O chefe de Jamiat Ulema-i-Islam-Fazl (Jui-F) Maulana Fazlur Rehman rejeitou a recentemente promulgada Lei de Detenção de Casamento para Crianças de Metro de Islamabad em 2025 e anunciou uma manifestação de protesto em todo o país destinada a “geração de conscientização” entre o público.
O projeto, que protegeu os direitos das crianças e, finalmente, tentou erradicar o casamento de crianças com menos de 18 anos em Islamabad, foi assinado pelo presidente em 27 de maio, depois de navegar nas duas casas de ambos os parlamentos.
No entanto, a medida atraiu forte oposição do segmento religioso da sociedade, decidindo que o Conselho da Ideologia Islâmica (CII) – um órgão constitucional responsável por fornecer aconselhamento jurídico ao governo e ao parlamento sobre questões islâmicas – “classificar os casamentos com menos de 18 anos, pois o estupro não cumpriu a lei islâmica”.
Participando de uma conferência de imprensa em Peshawar hoje, o chefe da JUI-F rejeitou a lei, alegando que “enquadrava a fornicação enquanto dificulta o casamento legal”.

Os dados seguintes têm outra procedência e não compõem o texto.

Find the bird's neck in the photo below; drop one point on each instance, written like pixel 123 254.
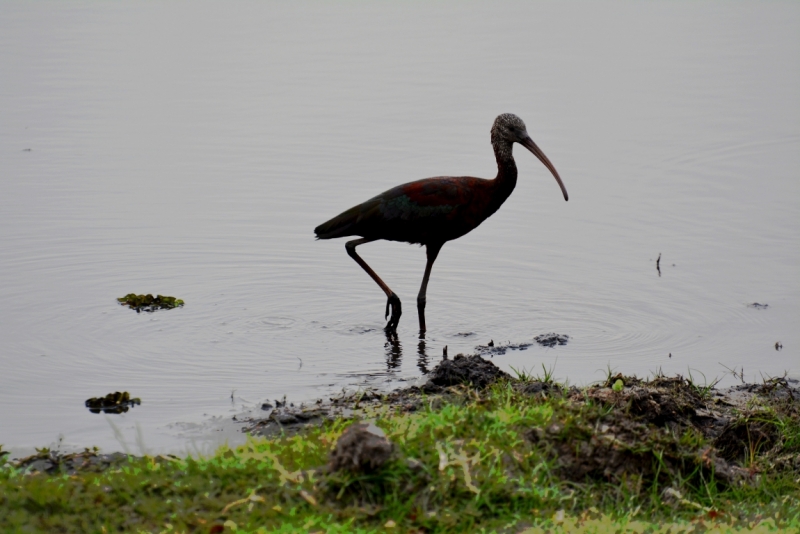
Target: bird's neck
pixel 506 171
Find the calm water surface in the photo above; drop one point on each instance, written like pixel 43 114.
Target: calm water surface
pixel 189 149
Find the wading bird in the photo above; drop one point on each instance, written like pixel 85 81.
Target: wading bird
pixel 433 211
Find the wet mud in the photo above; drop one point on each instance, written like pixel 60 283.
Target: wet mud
pixel 626 429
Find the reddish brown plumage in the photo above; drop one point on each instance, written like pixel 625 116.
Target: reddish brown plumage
pixel 435 210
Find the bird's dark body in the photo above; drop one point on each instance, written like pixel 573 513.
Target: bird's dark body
pixel 435 210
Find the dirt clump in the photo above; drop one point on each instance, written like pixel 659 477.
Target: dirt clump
pixel 663 401
pixel 52 462
pixel 552 339
pixel 472 370
pixel 744 439
pixel 362 448
pixel 616 448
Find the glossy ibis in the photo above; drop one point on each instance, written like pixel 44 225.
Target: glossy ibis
pixel 433 211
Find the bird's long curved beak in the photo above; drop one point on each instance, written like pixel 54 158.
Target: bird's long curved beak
pixel 530 145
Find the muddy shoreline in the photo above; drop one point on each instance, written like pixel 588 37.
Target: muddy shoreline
pixel 739 422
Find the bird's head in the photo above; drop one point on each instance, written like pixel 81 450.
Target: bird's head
pixel 509 129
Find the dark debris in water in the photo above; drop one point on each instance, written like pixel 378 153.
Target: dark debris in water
pixel 51 462
pixel 552 339
pixel 149 303
pixel 117 402
pixel 491 349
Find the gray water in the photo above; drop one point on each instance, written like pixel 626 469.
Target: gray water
pixel 190 148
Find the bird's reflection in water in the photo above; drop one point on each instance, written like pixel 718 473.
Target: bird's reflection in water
pixel 394 351
pixel 422 356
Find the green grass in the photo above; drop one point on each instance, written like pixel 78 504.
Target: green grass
pixel 465 466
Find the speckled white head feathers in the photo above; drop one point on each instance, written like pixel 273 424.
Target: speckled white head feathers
pixel 508 127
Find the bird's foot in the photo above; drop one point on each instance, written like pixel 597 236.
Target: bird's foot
pixel 421 314
pixel 394 303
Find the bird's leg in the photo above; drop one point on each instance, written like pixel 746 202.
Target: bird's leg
pixel 433 251
pixel 393 300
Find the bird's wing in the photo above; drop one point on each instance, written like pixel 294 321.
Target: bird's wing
pixel 431 197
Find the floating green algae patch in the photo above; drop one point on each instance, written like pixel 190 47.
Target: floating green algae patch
pixel 502 459
pixel 149 303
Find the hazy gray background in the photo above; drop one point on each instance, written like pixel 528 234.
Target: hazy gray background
pixel 190 148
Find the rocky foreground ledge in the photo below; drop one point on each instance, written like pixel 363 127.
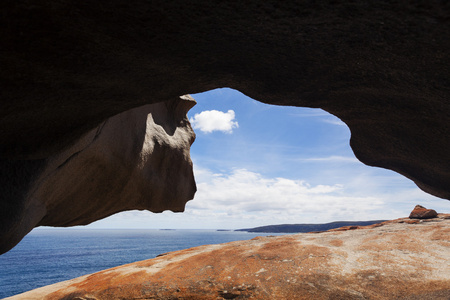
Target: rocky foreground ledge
pixel 399 259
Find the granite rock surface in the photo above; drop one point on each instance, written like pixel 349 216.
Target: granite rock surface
pixel 138 159
pixel 66 67
pixel 399 259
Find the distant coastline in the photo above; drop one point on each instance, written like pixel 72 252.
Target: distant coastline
pixel 302 228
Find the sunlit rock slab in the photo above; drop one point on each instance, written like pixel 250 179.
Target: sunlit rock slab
pixel 399 259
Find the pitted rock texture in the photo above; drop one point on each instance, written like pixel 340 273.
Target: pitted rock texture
pixel 138 159
pixel 420 212
pixel 381 66
pixel 392 260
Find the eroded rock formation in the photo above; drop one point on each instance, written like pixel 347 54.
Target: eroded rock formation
pixel 138 159
pixel 400 259
pixel 420 212
pixel 67 66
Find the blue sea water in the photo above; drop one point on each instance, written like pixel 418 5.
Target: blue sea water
pixel 49 255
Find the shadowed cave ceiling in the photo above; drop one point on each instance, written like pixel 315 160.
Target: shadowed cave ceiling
pixel 92 90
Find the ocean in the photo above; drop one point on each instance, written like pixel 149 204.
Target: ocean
pixel 49 255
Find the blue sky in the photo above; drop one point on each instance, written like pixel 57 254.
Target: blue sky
pixel 257 164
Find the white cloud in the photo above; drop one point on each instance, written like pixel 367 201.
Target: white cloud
pixel 213 120
pixel 245 193
pixel 332 158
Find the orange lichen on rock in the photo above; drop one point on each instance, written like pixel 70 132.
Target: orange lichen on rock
pixel 397 260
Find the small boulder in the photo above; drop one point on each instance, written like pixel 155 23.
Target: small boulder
pixel 420 212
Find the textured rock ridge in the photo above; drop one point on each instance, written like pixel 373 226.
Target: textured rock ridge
pixel 396 259
pixel 138 159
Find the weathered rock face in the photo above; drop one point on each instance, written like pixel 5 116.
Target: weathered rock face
pixel 380 66
pixel 420 212
pixel 138 159
pixel 394 260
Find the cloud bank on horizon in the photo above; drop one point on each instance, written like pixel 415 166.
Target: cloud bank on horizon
pixel 283 165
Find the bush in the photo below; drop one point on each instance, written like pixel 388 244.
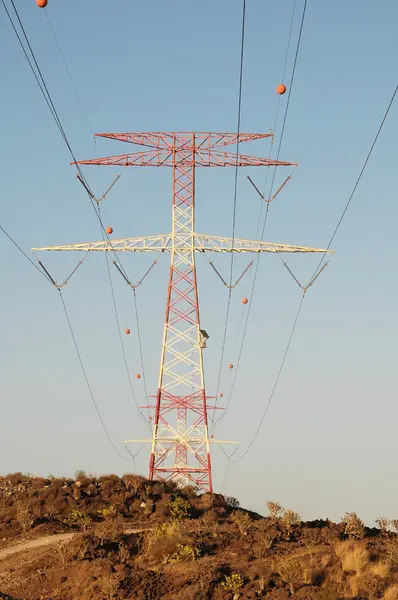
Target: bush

“O Paquistão é um país estranho. Durante o tempo do general Musharraf, as reformas constitucionais foram aprovadas em nome de direitos descriminalizados de fornicação”, disse Fazl. “Ele o removeu do reino do pecado.
“Agora eles estão tentando proibir casamentos para pessoas com menos de 18 anos. O CII já recusou isso, e todos os Ulema e seus partidos concordaram em contradizer o Alcorão e a Sunnah”, acrescentou, lamentando que, apesar das garantias da Constituição, a Constituição é “pisada”.
Anunciou que a JUI-F “tomará medidas” para protestar contra a lei, e Fazl anunciou uma série de reuniões e reuniões em larga escala na Divisão Hazara realizada em Khyber Pakhtunkhwa em 29 de junho.
“Nós organizamos reuniões, mas, como a mesquita al-Aqsa, eles não se concentram em um assunto”, explicou o chefe do partido. “Agora estamos realizando reuniões e criando consciência da soberania nacional e da governança islâmica”.
Ele disse: “Deus de bom grado apresenta nossa posição ao mundo livremente. O Islã é uma fé benéfica que se move com o mundo”.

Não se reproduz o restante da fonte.